Referring to FIG. 1, the time-resolved or transient thermal image measurement device 100 according to an embodiment may include an optical imaging unit 110, a control unit 120, and a bias unit 130.

The optical imaging unit 110 may include a camera, a probe light source, an optical beam splitter, and an objective lens. The probe light source may be a probe light source of various wavelengths. For example, the probe light source may be a light-emitting diode (LED) probe light source or a laser diode (LD) probe light source but is not limited thereto.

The optical imaging unit 110 irradiates (or illuminates) a sample with a probe light train (in other words, a probe optical signal) of the probe light source for illuminating only for a time-resolution time. The probe light train may be reflected by the sample, and the camera may use a reflected signal to generate a reflection image of the sample.
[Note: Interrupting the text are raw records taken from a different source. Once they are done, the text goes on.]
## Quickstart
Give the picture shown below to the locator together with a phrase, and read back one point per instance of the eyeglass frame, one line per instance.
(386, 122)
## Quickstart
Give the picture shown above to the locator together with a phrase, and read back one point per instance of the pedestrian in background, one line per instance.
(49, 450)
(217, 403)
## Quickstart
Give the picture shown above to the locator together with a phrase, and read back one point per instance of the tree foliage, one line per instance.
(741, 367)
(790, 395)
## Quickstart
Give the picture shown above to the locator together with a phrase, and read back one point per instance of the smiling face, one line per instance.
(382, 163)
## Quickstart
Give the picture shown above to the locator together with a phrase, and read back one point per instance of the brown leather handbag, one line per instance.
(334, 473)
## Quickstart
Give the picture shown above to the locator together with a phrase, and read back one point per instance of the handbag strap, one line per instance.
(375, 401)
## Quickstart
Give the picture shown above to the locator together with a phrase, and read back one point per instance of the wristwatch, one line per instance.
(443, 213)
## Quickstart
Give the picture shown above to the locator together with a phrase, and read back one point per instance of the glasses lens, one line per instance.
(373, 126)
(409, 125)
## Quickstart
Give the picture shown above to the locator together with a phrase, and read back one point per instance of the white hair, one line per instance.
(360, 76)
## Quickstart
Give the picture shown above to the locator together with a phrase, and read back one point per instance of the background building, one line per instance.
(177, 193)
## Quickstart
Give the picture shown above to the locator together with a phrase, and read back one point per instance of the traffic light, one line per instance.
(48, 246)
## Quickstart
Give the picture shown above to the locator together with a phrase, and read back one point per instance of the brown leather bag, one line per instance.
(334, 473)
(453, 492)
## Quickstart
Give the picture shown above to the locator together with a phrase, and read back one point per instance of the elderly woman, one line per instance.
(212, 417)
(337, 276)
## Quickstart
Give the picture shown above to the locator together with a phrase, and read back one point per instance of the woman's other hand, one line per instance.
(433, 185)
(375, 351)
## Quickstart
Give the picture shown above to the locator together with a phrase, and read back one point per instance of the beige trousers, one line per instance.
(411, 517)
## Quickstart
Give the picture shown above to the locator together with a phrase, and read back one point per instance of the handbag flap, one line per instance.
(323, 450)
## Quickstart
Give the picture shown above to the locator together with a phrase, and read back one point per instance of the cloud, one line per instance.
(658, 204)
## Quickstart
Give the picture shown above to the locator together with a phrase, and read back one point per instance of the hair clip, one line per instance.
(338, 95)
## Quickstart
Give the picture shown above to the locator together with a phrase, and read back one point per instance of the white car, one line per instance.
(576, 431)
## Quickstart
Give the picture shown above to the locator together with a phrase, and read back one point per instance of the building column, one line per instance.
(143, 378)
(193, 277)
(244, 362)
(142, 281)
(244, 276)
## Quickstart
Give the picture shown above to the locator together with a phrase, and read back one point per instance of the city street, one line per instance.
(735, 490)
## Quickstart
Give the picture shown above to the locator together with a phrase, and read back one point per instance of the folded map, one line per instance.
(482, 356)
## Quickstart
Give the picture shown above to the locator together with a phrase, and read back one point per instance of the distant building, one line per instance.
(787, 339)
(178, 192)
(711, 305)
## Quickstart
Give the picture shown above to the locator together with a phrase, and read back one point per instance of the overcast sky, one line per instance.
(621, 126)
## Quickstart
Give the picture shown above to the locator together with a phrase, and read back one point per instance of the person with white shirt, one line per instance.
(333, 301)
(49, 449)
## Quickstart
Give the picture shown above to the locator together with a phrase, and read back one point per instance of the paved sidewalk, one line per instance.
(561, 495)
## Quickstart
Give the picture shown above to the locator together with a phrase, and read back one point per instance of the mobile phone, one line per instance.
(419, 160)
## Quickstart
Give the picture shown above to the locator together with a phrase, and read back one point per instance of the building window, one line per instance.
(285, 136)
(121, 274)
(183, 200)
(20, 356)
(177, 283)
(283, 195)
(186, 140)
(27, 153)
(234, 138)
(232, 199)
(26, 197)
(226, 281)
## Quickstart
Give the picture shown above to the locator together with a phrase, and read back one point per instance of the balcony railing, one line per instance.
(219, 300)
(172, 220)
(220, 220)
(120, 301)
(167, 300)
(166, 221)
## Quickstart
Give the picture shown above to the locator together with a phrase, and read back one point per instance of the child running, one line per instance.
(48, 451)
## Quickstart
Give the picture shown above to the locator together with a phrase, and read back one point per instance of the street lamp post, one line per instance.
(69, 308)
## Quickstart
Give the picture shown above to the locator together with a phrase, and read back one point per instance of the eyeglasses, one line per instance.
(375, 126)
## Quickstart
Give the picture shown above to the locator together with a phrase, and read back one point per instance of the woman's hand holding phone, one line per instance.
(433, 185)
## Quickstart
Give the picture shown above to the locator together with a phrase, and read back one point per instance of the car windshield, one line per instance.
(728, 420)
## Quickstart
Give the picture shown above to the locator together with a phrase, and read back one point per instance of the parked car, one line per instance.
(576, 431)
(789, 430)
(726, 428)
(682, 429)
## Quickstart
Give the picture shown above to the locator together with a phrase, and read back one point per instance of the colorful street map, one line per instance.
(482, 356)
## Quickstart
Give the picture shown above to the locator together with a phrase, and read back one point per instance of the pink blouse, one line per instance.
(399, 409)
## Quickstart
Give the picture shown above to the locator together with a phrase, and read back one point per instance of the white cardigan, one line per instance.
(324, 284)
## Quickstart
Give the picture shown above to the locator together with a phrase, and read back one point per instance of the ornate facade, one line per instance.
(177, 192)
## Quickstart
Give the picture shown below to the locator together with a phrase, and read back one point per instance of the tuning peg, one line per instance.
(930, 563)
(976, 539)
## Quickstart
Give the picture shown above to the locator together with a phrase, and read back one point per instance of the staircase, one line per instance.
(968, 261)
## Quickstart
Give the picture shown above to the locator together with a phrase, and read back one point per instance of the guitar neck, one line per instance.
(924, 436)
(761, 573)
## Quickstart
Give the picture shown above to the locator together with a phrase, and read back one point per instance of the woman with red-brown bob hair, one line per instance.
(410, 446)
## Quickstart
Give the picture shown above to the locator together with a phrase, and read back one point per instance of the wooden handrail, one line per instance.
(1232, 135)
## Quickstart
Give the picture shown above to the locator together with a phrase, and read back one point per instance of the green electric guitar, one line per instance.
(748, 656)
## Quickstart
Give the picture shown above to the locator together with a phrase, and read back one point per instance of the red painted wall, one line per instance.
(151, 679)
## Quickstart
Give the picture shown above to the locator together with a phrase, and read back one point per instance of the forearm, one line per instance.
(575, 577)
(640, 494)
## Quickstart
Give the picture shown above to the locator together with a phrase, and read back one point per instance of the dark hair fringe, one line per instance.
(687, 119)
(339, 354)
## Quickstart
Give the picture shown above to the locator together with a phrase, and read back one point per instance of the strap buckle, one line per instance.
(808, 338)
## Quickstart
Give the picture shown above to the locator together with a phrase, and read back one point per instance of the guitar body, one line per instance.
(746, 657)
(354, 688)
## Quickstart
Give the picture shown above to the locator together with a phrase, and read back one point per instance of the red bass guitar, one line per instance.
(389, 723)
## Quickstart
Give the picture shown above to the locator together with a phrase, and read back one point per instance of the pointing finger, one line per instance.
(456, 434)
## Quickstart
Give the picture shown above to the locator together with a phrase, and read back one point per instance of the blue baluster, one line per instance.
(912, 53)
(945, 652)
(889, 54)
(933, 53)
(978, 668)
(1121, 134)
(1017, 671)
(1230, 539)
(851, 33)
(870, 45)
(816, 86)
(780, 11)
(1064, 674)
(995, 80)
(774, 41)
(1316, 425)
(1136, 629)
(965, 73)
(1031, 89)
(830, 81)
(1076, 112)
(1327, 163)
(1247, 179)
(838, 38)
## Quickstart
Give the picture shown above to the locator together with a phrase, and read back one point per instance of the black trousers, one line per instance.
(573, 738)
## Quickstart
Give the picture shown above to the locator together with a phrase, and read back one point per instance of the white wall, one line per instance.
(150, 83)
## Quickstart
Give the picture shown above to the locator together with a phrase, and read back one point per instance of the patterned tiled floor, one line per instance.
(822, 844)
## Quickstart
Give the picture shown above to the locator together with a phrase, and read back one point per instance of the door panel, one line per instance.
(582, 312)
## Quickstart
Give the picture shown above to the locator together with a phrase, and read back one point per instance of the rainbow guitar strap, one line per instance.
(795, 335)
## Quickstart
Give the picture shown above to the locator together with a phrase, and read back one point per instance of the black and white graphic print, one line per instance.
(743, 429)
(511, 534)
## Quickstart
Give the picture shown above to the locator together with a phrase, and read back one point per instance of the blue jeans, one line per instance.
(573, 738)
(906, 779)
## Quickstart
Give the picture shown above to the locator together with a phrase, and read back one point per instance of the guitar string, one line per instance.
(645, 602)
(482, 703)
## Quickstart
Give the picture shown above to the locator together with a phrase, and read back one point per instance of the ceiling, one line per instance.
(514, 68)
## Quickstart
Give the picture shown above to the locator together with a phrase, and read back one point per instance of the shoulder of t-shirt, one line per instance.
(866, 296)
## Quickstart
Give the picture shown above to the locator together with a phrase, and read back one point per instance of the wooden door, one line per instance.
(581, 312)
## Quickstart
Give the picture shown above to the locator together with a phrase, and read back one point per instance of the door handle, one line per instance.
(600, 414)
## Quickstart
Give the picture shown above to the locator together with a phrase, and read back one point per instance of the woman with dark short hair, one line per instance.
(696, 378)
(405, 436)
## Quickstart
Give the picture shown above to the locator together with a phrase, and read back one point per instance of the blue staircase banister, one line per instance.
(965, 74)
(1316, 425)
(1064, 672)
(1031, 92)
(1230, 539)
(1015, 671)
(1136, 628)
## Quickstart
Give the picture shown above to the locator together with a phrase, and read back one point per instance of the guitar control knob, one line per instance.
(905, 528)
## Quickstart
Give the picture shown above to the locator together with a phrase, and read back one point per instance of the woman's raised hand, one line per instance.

The control unit 120 may output a first trigger signal to the camera to drive the camera, may output a driving signal (e.g., a driving signal in the form of a pulse) to the probe light source such that the probe light source irradiates the probe light train to the sample for the time-resolution time, may output a second trigger signal to the bias unit 130 in a turn-on interval, and may not output the second trigger signal to the bias unit 130 in a turn-off interval. The control unit 120 may repeat an output and a non-output of the second trigger signal.

The bias unit 130 may generate a bias signal based on the second trigger signal in the turn-on interval and may apply the generated bias signal to the sample. The sample may generate heat according to the bias signal. The bias unit 130 does not apply the bias signal to the sample in the turn-off interval. The bias unit 130 may repeat application and non-application of the bias signal.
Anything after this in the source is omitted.